Now, what kind of person is best suited to thrive in research? Specific technical capabilities and creativity are not the most important attributes. Rather, curiosity, general problem-solving skills and adaptability are rated higher. The ability to work within a rigorous framework and in a fast changing environment is also key characteristic.  Interestingly, achievements are rewarded more by peer recognition (e.g., access to top conferences) rather than financial rewards.

Fast innovation: lessons from scientific research 

An open, sharing culture is important for productivity. Physical proximity also plays a key role in promoting collaboration. It is beneficial to organize departments so that different teams and disciplines work closely together and even sit in the same areas.

Laboratory heads also encourage their researchers to spend time on projects driven by their own personal interest. This freedom helps researchers maintain their passion for work, but can also ensure innovative ideas are not overlooked. Some laboratories (and companies) have seen these side projects develop into major initiatives (that’s how Gmail and sticky notes were invented).

But if all does not go according to plan, top labs do not shy away from tough decisions. Although a project might sometimes warrant modification, they are willing to terminate sooner rather than later if a project is not showing results. Pouring more resources into a project that is unlikely to add value, or allowing it to continue at a lower level robs other projects that have greater potential.

Going agile

Innovation, like science, is not the result of single individuals anymore, but a collective (company) effort and responsibility.

As mentioned earlier, the best way to kickstart this evolution toward innovation is to launch a dual mode of operation, in which an agile mode works alongside the core, traditional part of the business.

Scientific research operations provide valuable insights on how to set up this agile mode and how to maximize its effectiveness and chances of success. Set clear goals, but don’t control too tightly. Select low-impact, high learning potential projects at first. Focus on adding business and customer value with a synergetic and additive project portfolio. Create collaborative environments. Mix IT, business, and customers, and look for people with the ability to learn and to adapt.

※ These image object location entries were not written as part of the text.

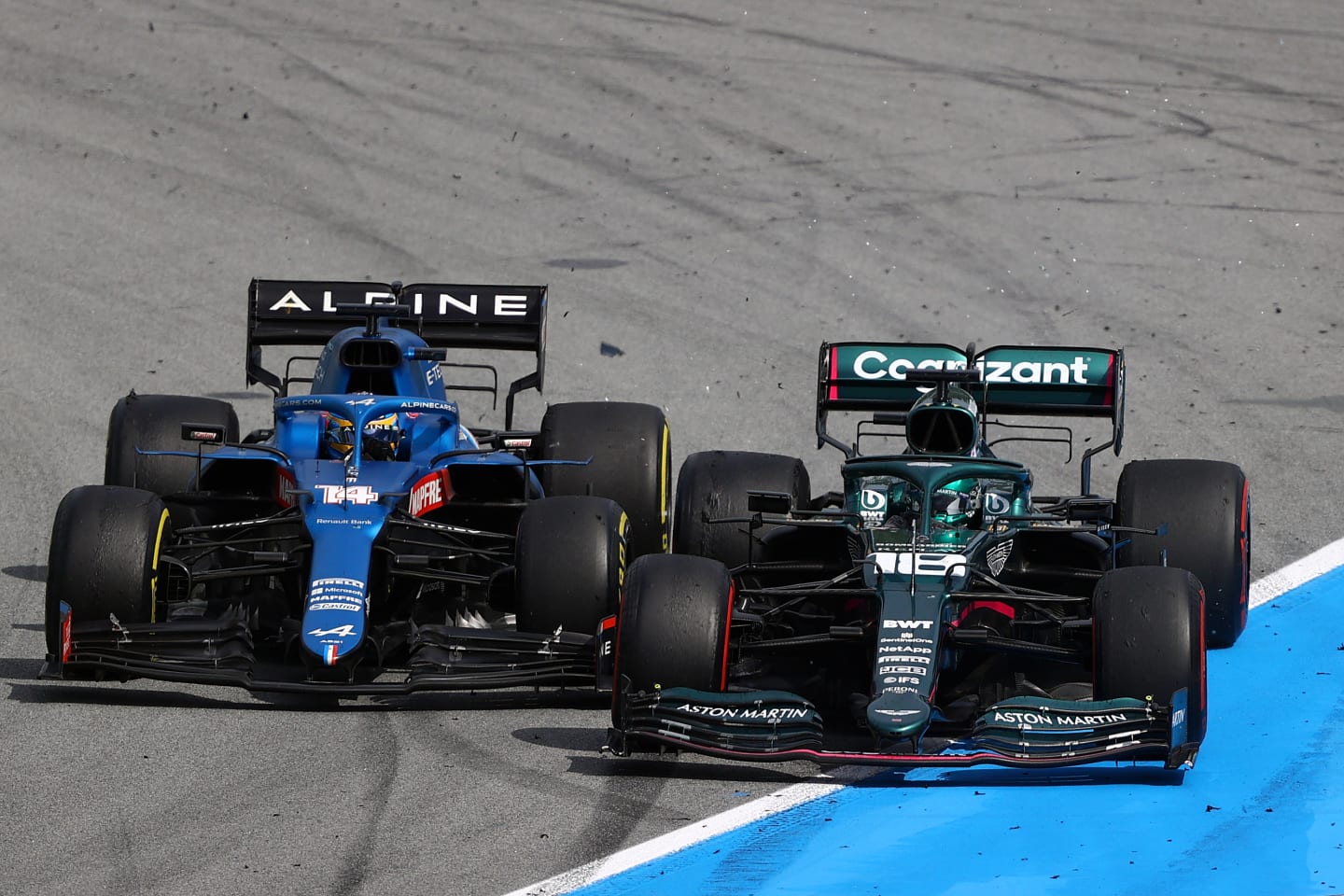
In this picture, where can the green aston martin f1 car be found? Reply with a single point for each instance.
(937, 611)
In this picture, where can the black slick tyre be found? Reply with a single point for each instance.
(104, 556)
(674, 626)
(1148, 639)
(714, 485)
(1206, 510)
(570, 563)
(632, 462)
(153, 424)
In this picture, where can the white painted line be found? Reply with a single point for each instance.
(723, 822)
(1262, 592)
(1297, 574)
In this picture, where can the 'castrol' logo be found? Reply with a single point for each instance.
(875, 366)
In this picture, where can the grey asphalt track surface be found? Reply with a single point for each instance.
(710, 192)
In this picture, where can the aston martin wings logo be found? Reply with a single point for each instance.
(998, 556)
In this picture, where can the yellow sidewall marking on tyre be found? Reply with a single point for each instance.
(153, 568)
(665, 483)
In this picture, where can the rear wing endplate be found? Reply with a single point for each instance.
(308, 312)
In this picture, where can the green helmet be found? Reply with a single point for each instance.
(956, 503)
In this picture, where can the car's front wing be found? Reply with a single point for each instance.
(773, 725)
(222, 651)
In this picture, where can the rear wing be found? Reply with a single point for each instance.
(308, 312)
(1014, 379)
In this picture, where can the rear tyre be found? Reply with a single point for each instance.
(1206, 508)
(1148, 639)
(153, 424)
(674, 626)
(570, 563)
(714, 485)
(104, 556)
(632, 462)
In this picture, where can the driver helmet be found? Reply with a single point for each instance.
(956, 503)
(381, 437)
(944, 422)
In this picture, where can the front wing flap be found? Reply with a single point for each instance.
(222, 651)
(773, 725)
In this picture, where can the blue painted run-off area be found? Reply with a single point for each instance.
(1261, 813)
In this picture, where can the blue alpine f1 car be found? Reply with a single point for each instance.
(938, 610)
(369, 541)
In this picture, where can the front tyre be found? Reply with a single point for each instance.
(631, 450)
(104, 556)
(153, 424)
(674, 627)
(1148, 639)
(714, 485)
(1206, 510)
(570, 563)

Using these best practices, these initiatives will likely grow and, before long, you will have moved toward the next step, i.e. synchronizing the two modes of operation to establish a true ‘innovation factory’.

David Andrieux
, PhD

[1] Admittedly, some researchers do fit this stereotype.

[2] This competitive environment has gradually emerged over the last decades due to a series of factors, including decreasing budgets, globalization and faster access to information.